Language Log

A synthetic singing president?

August 13, 2010 @ 10:24 am · Filed by Mark Liberman under Computational linguistics, Speech technology

A couple of days ago, Gary Marcus told me about the Beatles Complete on Ukulele project, and introduced me to its creator, David Barratt.

Gary got involved because he's working on a book about "learning to become musical at the age of 40", and so he's joining a roster of performers that includes the Fort Greene Childrens Choir (Age 7 and Under Section), Samantha Fox, and many others (82 so far), recording voice-and-ukulele versions of all 185 songs in the Beatles catalog. Gary is of course singing With a Little Help from My Friends (because, he explains, "otherwise I couldn't carry a tune in a bucket"), and his contribution is scheduled to be released on July 19, 2011.

So how does Language Log come into this? Well, David wants to recruit Barack Obama to sing Let it Be, and Gary thought that I could help. In turn, I believe that YOU can help.

This is not because I have any pull at the White House, or because I expect you to have connections there either. I'll let Gary explain:

The coolest, and this is where you could come in, is going to be Let it Be. But it's the only one in which the singer isn't going to be working directly with the producer, on account of the singer's high workload and blissful lack of awareness of the project. I am speaking of none other than our President, Barack Obama.

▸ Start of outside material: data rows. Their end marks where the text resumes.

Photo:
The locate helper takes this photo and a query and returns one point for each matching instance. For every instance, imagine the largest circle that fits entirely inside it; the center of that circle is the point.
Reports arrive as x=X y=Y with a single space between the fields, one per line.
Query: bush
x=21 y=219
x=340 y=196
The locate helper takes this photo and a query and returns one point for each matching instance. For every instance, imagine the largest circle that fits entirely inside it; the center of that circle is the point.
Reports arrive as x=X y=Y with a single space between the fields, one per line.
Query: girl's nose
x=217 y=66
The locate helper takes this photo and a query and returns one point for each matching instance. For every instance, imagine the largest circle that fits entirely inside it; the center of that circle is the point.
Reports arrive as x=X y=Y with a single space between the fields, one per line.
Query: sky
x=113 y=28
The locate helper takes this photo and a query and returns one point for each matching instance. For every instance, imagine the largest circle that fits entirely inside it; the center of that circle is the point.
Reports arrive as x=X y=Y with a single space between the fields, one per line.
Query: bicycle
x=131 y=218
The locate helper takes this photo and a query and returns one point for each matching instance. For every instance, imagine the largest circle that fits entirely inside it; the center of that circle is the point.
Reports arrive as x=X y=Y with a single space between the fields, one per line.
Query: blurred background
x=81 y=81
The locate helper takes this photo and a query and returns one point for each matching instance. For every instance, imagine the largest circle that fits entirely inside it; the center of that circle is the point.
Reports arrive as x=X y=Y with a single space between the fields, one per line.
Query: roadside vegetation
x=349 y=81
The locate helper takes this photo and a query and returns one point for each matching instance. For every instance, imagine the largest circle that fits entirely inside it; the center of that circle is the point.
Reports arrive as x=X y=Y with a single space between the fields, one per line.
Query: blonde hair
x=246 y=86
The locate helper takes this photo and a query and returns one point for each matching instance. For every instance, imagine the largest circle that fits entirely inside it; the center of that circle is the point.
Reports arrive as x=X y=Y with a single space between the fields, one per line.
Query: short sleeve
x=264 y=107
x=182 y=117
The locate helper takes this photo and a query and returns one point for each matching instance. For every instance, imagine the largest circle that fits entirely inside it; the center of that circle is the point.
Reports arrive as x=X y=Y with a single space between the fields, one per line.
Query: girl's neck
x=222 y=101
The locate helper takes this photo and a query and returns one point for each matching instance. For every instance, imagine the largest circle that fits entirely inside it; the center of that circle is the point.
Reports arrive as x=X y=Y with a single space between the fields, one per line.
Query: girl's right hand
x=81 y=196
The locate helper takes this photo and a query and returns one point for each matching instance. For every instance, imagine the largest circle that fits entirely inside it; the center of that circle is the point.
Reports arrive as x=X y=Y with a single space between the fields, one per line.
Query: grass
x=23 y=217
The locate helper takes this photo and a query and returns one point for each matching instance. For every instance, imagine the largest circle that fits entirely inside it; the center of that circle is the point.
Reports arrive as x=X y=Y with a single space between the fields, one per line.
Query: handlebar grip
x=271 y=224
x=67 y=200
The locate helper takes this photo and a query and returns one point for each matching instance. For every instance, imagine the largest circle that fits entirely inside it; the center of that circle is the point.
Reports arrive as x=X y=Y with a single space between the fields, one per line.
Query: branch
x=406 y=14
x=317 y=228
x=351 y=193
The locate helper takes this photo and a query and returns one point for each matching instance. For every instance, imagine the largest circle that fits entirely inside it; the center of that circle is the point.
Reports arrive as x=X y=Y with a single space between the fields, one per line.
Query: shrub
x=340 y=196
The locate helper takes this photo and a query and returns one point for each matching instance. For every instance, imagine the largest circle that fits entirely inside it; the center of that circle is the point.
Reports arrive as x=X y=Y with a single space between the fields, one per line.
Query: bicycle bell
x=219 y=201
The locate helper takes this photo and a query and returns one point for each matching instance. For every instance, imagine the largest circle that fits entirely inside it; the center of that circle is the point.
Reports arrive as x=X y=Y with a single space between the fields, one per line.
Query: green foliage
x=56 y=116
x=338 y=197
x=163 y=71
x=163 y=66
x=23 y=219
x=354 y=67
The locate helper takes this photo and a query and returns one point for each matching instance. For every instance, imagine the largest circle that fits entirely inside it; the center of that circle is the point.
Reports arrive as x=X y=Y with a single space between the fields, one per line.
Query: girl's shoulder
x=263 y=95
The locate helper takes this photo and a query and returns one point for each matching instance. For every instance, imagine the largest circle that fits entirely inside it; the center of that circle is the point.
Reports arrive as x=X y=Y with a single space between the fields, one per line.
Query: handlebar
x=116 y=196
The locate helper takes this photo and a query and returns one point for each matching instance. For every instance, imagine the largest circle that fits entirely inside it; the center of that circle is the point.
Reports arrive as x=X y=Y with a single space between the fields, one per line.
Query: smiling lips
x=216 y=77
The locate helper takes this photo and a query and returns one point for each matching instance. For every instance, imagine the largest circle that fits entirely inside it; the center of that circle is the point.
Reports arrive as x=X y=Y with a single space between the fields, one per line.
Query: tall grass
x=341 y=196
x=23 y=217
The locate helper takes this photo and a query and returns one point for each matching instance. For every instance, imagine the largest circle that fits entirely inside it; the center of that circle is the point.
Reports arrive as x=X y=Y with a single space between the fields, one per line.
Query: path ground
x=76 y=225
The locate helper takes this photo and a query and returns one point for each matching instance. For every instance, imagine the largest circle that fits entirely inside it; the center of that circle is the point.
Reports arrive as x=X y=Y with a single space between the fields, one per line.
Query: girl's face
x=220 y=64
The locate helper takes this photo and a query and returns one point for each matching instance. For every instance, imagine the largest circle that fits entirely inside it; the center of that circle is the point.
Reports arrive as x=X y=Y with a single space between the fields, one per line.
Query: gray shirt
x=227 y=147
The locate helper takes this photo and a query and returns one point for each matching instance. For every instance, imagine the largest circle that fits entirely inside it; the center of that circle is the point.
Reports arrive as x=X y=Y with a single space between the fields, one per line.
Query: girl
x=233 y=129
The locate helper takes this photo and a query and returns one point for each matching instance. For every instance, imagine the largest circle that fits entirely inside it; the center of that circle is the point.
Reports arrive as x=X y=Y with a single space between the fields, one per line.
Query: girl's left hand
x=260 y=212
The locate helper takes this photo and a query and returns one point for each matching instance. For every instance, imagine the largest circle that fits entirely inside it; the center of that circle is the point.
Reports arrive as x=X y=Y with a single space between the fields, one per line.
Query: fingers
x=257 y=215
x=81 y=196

Dave's idea is to cull the individual words from the considerable archives of Obama's speech. I think he can use autotune to get the pitch right, but he is finding it harder than he anticipated to find some of the individual words. Notwithstanding the famous insult of Obama being "articulate" relative to his ethnic background, the man is a bit of a co-articulator.

Dave wondered whether anyone would have clever ways of isolating particular words from archives of Obama's speech; I thought maybe you could help, if you found the project to be sufficiently amusing. If you are interested, I can pass along the list of words in the song and which ones have proven elusive. If you think it's not your cup of tea, or too much work, but had thoughts of someone else who could help, that would be terrific, too.

At this point, if you know even a little about modern speech synthesis techniques, you'll be thinking along a somewhat different track. And if you don't, here's a chance to learn something.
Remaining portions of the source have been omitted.